You can see it on the face of Jimmy, he’s trying to stay calm, but inside, he’s dancing as fast as he can. Tell the story. Make it good. You can do this. He hopes.
Jimmy goes through his story—keeping it simple, but adding just enough paprika to make it sound not too simple.
“Tell me again,” Lalo says with a slight smile.
“Tell. Me. Again.”
Lalo is no longer smiling.
Jimmy begins anew. This time with a catch in his throat. He tells basically the same story, only this time he adds that he ran out of water trekking through the desert and had to drink his own urine. Surely Lalo will now appreciate what he did to get his bail money to him, right?
“I just want to hear the story,” Lalo says.
Kim tries to interject: “Lalo, this is exactly what he told me…”
Lalo puts up his index finger…”Shhh.” Kim shushes.
“I just like to hear the story.”
Lalo points out that he paid a lot for money for that story and he should be able to hear it as much as he wants. He stands up and walks over to the fish tank. More tapping.
He turns back to Jimmy and Kim…”So, tell me again.”
Jimmy, looking like he could use a tall glass of water, or even his own urine, begins again. This time more exasperated, more exhausted, more emphasis on the walk, on the weight of the bags. Feeling the weight of the moment, Jimmy asks, “Can she leave here?”
Lalo steps toward Jimmy, gun clearly available on his hip. “What’d you do, Saul?”

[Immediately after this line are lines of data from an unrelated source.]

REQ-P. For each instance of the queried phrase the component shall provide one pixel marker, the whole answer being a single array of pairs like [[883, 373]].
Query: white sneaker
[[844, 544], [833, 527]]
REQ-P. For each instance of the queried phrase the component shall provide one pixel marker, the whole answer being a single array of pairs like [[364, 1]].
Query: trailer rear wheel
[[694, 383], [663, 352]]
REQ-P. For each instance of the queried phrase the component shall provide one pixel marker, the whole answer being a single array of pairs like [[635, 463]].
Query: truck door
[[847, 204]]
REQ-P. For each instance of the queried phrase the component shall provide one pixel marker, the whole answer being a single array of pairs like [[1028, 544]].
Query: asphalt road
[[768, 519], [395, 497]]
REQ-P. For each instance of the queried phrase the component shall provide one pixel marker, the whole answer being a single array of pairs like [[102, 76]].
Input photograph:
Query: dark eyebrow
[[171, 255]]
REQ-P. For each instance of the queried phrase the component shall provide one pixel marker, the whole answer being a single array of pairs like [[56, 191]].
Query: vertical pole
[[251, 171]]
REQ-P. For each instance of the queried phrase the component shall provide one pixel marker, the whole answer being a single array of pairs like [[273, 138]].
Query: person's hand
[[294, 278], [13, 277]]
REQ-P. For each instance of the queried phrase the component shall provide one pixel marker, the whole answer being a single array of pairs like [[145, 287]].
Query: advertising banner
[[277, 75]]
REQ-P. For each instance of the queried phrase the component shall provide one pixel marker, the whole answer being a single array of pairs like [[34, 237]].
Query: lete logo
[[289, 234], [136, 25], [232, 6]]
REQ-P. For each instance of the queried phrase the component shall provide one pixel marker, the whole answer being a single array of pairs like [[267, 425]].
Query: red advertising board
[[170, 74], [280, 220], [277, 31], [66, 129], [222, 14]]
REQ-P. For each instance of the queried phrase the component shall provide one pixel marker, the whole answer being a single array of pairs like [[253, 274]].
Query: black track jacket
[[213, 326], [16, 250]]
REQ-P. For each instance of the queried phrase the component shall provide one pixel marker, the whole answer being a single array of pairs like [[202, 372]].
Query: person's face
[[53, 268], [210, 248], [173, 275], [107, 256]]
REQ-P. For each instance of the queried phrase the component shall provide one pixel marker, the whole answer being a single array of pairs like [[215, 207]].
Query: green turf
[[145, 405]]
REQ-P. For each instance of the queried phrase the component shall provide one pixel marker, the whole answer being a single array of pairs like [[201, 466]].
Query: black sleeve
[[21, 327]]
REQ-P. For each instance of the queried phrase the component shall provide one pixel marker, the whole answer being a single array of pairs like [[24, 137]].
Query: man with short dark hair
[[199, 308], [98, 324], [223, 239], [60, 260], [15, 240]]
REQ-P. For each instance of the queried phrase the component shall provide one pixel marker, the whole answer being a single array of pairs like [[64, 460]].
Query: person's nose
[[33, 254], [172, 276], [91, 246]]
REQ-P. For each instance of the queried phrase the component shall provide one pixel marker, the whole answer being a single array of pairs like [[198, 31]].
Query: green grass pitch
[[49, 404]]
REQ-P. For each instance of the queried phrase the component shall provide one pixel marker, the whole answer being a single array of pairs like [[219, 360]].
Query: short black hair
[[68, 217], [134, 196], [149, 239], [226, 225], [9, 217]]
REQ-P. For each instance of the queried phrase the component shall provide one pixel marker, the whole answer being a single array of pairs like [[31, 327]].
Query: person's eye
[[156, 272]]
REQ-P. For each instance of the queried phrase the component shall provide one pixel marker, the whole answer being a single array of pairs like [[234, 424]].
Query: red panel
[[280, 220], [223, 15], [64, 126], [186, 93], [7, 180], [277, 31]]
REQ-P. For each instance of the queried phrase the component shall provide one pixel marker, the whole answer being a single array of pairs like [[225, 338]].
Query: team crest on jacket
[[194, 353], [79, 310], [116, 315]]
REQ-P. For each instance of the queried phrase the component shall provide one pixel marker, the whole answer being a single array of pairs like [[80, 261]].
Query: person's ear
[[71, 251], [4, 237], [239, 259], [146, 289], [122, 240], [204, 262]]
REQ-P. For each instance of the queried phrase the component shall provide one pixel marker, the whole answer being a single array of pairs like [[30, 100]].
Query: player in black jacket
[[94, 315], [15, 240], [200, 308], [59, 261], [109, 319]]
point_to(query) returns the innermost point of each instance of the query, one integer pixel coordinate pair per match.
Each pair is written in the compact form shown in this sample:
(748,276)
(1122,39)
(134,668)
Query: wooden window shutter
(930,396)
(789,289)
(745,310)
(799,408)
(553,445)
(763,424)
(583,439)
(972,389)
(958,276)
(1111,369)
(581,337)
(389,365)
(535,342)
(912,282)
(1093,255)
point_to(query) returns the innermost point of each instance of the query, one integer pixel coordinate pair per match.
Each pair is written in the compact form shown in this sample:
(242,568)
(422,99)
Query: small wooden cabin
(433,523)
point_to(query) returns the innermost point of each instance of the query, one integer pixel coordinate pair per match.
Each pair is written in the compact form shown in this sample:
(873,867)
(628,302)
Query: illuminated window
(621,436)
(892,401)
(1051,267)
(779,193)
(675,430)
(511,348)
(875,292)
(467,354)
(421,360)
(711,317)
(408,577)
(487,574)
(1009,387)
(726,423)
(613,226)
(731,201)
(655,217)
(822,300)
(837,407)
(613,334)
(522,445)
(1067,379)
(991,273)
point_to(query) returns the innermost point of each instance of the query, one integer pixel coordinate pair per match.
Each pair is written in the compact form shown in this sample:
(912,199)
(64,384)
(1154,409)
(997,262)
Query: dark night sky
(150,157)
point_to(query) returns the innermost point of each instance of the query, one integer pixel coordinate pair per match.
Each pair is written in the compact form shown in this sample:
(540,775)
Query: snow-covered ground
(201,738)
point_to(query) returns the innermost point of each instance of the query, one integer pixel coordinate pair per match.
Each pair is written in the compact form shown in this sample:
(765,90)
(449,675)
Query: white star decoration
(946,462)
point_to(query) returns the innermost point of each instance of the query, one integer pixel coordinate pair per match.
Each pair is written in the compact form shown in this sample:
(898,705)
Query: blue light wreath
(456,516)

“Did you push (the car) in a ditch?,” Lalo asks.
“I don’t think so.”
“You don’t think so? Either you did, or you didn’t. Which one is it? I just want what happened.”
“I told you…”
Kim senses that it’s now or never. Jimmy is buckling. He can’t sustain the lie under Lalo’s onslaught of repetition. She comes on strong, taking Lalo to task. But we know from the look in her eyes, she’s not being obstinate, she’s begging. Begging for Jimmy’s life.
Without a word, Lalo accepts Kim’s argument and walks out of the apartment. It is one the most excruciatingly exquisite scenes of suspense I’ve ever seen—and no one is harmed, or even a finger lifted to do so (though a couple of traumatized fish might disagree).
Look, I knew nothing of Tony Dalton before he came to Better Call Saul. When I interviewed him and looked at his resume, I found I was familiar with none of his work outside of Saul. But you can bet your ass I know him now. Hell, I’ll never be able to forget him. He is Lalo Salamanca—one of the all-time great villains in television history. Write it in cement. Or even better, write it on the Emmy award he so deserves.
As we all know, next season will be Better Call Saul‘s last. Personally, I cannot wait to see what he has in store. I want Tony Dalton to tell me again. Because I just like to hear the story.